Thursday, January 3, 2008

Kilbride 080102

Kilbride #080102

(Calcium Pits)

Lowville Re-entrant Valley was formed in the Niagara Escarpment by rivers and glaciers. Late Wisconsinan, Port Huron Stadial outwash, spillway channels, Halton Till and Peel Ponds are found in the valley. Preglacial and Holocene fluvial and karst processes have also contributed to the valley's evolution. Surficial and bedrock features. Ancient meltwater channel with outwash fan. Variety of Karst features. Excellent exposure of Amabel formations at Rattlesnake Point

The Lowville reentrant valley is a wide bedrock valley measuring approximately 2.3 miles (5km) wide and 5 miles (8km) long. This valley trends in a northeast-southwest direction and is flanked by the Milton Outlier on the north and Mount Nemo on the south which are composed of steep Amabel bluffs that border the entrance to this valley. The relatively flat valley floor is covered in late Wisconsin, Halton Till, that has been planed down by the Peel Ponding, a very temporary proglacial lake.

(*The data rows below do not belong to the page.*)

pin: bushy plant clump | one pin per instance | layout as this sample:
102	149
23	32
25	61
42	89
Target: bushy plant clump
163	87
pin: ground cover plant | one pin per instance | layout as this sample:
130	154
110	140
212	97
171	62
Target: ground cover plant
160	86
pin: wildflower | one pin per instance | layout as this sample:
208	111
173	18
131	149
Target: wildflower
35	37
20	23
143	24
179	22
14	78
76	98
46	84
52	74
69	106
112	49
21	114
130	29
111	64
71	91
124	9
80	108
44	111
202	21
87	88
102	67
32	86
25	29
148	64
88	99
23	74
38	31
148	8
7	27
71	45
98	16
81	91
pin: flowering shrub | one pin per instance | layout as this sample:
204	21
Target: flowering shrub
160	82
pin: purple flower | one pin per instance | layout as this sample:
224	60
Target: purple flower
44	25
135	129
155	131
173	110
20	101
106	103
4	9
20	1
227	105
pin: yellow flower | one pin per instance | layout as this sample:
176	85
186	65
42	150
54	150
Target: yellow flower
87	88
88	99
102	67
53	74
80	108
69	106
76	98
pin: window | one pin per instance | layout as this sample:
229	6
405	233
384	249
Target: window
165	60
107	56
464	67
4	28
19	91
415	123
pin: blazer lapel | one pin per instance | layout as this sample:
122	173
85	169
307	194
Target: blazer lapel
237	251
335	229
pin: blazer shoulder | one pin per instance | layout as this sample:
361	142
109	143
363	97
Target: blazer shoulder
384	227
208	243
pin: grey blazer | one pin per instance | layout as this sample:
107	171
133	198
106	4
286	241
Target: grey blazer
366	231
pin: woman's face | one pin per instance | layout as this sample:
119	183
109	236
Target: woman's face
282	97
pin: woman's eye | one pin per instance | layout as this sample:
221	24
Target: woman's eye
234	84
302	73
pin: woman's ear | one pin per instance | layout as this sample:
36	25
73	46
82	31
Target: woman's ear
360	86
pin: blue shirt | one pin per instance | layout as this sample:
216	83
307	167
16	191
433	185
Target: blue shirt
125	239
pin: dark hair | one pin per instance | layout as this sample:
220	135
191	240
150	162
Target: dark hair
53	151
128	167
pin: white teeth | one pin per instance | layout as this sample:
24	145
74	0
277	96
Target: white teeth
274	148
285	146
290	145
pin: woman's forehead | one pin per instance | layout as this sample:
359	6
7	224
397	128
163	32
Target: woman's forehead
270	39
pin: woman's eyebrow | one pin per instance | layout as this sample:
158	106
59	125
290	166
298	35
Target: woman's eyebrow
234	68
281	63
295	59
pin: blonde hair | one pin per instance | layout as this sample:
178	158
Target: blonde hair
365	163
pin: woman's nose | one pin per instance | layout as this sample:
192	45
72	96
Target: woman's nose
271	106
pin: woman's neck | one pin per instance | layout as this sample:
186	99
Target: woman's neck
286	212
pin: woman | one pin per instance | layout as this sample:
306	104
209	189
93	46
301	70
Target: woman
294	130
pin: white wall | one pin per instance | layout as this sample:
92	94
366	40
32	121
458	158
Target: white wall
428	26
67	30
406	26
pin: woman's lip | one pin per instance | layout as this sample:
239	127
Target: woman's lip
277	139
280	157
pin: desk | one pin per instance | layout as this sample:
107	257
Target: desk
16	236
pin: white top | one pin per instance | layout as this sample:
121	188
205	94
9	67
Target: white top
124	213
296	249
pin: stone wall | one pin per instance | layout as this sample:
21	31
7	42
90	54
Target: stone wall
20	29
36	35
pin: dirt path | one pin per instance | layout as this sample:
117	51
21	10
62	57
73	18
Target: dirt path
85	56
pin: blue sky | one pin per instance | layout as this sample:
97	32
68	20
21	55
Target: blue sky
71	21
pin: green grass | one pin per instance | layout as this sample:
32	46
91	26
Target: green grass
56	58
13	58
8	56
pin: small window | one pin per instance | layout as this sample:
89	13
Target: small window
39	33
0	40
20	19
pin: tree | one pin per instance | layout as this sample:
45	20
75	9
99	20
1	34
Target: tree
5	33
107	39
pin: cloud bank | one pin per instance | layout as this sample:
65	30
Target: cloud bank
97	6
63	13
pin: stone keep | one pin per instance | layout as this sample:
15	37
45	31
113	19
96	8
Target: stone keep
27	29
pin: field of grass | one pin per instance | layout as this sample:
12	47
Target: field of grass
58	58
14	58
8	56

The Niagara Escarpment is buried under an arc of glacial outwash material around the head of the reentrant valley near Kilbride. These deposits probably formed around the perimeter of an ice front as it began to withdraw from the reentrant valley. During stages of the last deglaciation the ice meltwaters followed topographic low areas such as the ancient meltwater channel flowing southeast from Campbellville. A well-developed outwash fan formed at the southern end of this.

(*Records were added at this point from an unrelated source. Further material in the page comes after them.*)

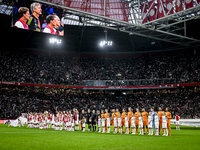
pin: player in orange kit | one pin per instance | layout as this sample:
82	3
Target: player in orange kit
160	121
129	116
106	116
137	119
168	114
123	118
117	115
112	116
145	120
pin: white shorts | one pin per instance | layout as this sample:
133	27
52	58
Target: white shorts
132	124
140	125
76	123
150	125
156	125
164	125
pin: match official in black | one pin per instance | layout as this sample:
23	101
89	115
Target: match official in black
94	119
89	119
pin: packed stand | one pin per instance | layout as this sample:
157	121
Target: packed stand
16	100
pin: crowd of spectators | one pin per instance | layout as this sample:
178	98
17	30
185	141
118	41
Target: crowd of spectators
43	69
15	100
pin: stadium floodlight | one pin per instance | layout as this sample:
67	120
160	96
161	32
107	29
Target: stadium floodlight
106	42
55	40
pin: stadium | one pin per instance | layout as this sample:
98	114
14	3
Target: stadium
100	74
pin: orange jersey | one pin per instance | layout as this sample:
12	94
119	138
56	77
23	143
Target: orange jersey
106	115
112	116
168	114
160	114
123	115
117	114
102	115
130	114
137	116
145	116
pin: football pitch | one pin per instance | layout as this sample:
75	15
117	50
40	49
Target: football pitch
14	138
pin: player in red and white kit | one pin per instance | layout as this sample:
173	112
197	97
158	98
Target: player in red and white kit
65	120
48	120
72	123
41	123
177	122
28	120
76	121
45	121
56	122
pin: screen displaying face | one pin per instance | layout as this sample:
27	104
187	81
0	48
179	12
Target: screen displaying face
31	15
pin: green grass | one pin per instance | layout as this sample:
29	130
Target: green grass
24	138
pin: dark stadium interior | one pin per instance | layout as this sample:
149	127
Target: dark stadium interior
23	53
75	41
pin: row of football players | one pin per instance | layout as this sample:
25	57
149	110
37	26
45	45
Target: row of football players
131	122
57	122
67	122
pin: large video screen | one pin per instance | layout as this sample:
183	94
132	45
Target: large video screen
31	15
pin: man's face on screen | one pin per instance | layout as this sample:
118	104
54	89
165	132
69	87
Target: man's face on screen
27	15
38	10
57	21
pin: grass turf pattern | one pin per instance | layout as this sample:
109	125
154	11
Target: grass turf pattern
27	138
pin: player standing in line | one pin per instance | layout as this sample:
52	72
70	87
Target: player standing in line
119	121
65	122
45	121
126	124
164	124
83	123
34	22
117	115
160	122
76	120
145	121
69	123
177	117
41	125
115	123
123	118
72	123
106	116
150	124
137	119
108	123
112	117
168	114
129	116
141	124
133	123
103	123
153	117
81	117
157	118
24	17
99	123
89	120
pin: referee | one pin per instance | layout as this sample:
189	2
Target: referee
94	119
88	116
82	115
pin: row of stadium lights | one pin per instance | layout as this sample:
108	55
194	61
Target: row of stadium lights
58	41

The bedrock complex immediately south of Campbellville, extending toward Kilbride, was subject to both glacial and postglacial erosion and thus exhibits a variety of karst (solution weathered) features. Crawford Lake is thought to a sink hole; however its great depth may suggest another mode of origin. The abandoned meltwater channel which ran south from Crawford Lake during the last deglaciation left an abandoned waterfall about 1/2 mile (0.8km) south of Crawford Lake. The bedrock channel running through what is known as Calcium Pits was probably part of a glacial meltwater channel which has been filled in by outwash material. More recently, it has been filling with marl deposition which was, at one time, extracted commercially for lime.

The Lowville Re-entrant Valley contains a number of regionally significant glacial and late glacial earth science features. These include both surficial and bedrock features. The type section for the Halton Till is located on the west bank of Bronte Creek about 2 miles (3.2 km) east of Lowville. Unfortunately, as with many Pleistocene type sections, it has become overgrown with vegetation and is no longer clearly exposed. Excellent exposures of the Amabel Formation at Rattlesnake Point and Mount Nemo outline the sides of this major re-entrant valley.